The proposed transfer learning technique can also be combined with incremental learning algorithms [60,61]. Incremental learning extends the existing model’s knowledge without access to the original data, by continuously learning from new input data while preserving the previously acquired knowledge. Due to this, the network has the potential to enhance the robustness to rainfall intensity (e.g., light rainfall rates), background and other environmental effects, as well as accommodate different use case scenarios (e.g., setting site-specific rainfall thresholds, detecting snow precipitation).

5. Conclusions

In this study, a DL method for detecting rainfall from single photographs taken in very generalizable conditions with no need for parameter adjustment, photometric constraint or image pre-processing was proposed. It can be applied to any outdoor scene within the limits of the human visibility.
Taken together, the results suggest that using a DL method is an efficient strategy for the CV task of gathering rainfall information using generic cameras as low-cost sensors. This finding, while preliminary, can help define novel strategies for meteorological-hydrological studies on a local scale in urban areas. Despite its exploratory nature, the proposed approach offers a first near real-time tool based on artificial vision techniques which can contribute to creating a support sensors network for the characterization of rainfall by monitoring the onset and end of rain-related events, with a parsimonious approach in terms of economic and computational resources.
The limited operational requirements allowed the proposed model to be immediately applicable in experiments on real use cases. Our CNN can easily exploit pre-existing devices and is practical for systems that need to be implemented quickly. The experimentation raises the possibility that the use of real rain images captured by already installed surveillance cameras can help in setting up a monitoring and warning system of the pluviometric forcing triggering rain-related events.
This information can be used to develop targeted interventions aimed at building-up an information infrastructure integrating low-cost sensor and crowdsourced data that suits the future needs in terms of spatial and temporal resolution, scalability, heterogeneity, complexity and dynamicity.
Future work concerns the development and experimentation of another CNN network based on the proposed methodology to allow the quantitative characterization of the precipitation. The rainfall intensity will be classified into ranges; the dataset will be expanded by the number of instances and improved according to criteria of non-ambiguity and availability of known rainfall intensity values; and the model will be properly re-adapted, evaluated, calibrated and fine-tuned to meet the needs of hydro-meteorological monitoring.
[UML] MLMachine Learning CVComputer Vision DLDeep Learning CNNConvolutional Neural Network ROCReceiver Operating Characteristic

Author Contributions

Conceptualization, R.A. and A.S.; methodology, N.M.N.; software, N.M.N.; validation, N.M.N. and R.A.; formal analysis, N.M.N.; investigation, N.M.N. and K.H.; resources, K.H.; data curation, N.M.N. and K.H.; writing—original draft preparation, N.M.N.; writing—review and editing, N.M.N., R.A., K.H. and A.S.; visualization, N.M.N.; supervision, A.S.; project administration, A.S.; and funding acquisition, A.S. and R.A. All authors have read and agreed to the published version of the manuscript.

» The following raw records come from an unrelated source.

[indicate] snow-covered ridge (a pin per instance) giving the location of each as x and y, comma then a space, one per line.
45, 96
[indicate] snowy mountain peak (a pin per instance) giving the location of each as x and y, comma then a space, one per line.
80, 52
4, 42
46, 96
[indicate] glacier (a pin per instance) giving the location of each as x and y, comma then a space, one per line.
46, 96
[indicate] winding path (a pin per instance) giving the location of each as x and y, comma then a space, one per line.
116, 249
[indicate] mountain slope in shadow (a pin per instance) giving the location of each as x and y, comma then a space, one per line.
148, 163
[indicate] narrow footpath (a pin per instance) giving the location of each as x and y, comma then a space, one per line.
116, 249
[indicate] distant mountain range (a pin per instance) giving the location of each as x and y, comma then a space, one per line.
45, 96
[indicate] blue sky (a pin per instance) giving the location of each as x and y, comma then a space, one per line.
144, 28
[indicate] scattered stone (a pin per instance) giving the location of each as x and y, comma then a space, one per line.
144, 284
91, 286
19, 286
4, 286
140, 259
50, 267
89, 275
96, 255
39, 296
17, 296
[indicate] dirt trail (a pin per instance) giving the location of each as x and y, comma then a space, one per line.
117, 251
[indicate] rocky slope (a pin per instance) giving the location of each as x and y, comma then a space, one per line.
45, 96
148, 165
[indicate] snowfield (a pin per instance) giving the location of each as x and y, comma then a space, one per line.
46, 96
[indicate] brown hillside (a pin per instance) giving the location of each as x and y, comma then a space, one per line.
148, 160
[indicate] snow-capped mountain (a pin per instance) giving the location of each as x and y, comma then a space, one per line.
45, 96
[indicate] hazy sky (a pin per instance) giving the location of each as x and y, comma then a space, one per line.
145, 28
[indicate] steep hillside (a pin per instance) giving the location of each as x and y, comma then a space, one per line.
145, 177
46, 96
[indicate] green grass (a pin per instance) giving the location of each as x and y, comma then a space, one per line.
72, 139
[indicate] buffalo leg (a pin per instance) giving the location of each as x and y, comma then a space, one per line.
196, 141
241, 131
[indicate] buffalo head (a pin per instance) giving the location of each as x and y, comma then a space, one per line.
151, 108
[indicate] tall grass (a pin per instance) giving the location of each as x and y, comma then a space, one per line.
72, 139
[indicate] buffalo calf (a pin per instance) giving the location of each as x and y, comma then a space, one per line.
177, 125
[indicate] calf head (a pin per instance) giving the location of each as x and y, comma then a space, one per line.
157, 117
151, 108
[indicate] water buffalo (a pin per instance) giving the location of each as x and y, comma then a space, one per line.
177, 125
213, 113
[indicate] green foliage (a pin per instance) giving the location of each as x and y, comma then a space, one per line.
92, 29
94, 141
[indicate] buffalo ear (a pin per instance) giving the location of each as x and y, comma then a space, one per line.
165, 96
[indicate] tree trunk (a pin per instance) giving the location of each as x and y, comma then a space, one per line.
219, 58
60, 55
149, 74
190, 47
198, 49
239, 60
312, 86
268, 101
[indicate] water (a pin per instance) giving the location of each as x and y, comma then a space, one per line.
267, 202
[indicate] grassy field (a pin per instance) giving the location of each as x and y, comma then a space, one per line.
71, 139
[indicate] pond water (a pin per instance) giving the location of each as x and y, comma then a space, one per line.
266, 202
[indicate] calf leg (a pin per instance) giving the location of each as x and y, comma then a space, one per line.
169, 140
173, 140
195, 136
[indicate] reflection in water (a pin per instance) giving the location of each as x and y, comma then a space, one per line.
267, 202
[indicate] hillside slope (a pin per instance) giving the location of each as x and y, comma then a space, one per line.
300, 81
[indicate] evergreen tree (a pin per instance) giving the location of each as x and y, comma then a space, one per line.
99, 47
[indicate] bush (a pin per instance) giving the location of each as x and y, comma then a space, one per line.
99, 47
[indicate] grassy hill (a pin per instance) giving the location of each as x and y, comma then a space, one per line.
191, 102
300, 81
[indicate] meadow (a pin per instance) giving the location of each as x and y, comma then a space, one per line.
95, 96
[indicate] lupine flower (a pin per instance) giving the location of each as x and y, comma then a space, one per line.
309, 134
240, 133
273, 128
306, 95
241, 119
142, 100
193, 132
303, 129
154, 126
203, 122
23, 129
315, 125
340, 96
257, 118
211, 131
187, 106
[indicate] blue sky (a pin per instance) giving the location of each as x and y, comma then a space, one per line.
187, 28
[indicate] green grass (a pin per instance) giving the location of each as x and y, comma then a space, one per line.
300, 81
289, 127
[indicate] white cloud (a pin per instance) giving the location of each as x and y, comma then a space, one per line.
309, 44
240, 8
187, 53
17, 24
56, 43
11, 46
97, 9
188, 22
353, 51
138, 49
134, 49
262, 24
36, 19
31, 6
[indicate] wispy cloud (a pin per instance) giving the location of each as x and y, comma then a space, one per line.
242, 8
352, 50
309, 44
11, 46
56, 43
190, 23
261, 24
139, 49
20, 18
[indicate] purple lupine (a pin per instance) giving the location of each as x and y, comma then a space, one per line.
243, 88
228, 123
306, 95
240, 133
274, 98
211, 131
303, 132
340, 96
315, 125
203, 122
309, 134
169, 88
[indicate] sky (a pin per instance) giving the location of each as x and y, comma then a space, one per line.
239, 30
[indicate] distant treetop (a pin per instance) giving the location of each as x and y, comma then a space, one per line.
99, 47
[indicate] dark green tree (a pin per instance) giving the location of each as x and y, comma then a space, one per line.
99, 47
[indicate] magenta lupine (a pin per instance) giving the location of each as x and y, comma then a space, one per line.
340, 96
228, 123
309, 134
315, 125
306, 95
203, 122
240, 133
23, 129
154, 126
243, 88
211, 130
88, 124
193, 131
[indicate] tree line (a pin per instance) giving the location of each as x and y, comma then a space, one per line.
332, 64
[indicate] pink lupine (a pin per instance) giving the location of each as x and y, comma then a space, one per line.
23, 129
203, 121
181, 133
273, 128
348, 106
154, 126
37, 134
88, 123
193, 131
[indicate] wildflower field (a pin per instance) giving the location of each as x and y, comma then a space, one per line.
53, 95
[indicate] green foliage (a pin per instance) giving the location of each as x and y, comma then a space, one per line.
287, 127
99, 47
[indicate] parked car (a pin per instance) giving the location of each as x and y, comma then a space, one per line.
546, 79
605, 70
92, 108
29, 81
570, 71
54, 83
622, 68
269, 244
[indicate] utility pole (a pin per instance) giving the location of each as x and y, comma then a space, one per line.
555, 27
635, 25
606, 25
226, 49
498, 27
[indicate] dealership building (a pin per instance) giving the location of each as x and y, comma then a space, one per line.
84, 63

This research was supported by Regione Basilicata, within the Engineering School of University of Basilicata PhD Program “Engineering for Innovation and Sustainable Development”-Industry 4.0, topic: Enhancing flood risk management, through near real-time methods and technologies, for risk communication at local scale.

Institutional Review Board Statement

Not applicable.

Informed Consent Statement

Not applicable.

Data Availability Statement

The data that support the findings of this study are available from National Research Institute for Earth Science and Disaster Resilience (NIED). Restrictions apply to the availability of these data, which were used under license for this study.


The assistance provided by the staff of the National Research Institute for Earth Science and Disaster Resilience (NIED), the Storm, Flood and Landslide Research Division and the Large-scale Rainfall Simulator with the different datasets and the experiments was greatly appreciated. The authors gratefully acknowledge TIM s.p.a. for providing the Matera camera frames for this study.

Conflicts of Interest

The authors declare no conflict of interest. The funders had no role in the design of the study; in the collection, analyses, or interpretation of data; in the writing of the manuscript, or in the decision to publish the results.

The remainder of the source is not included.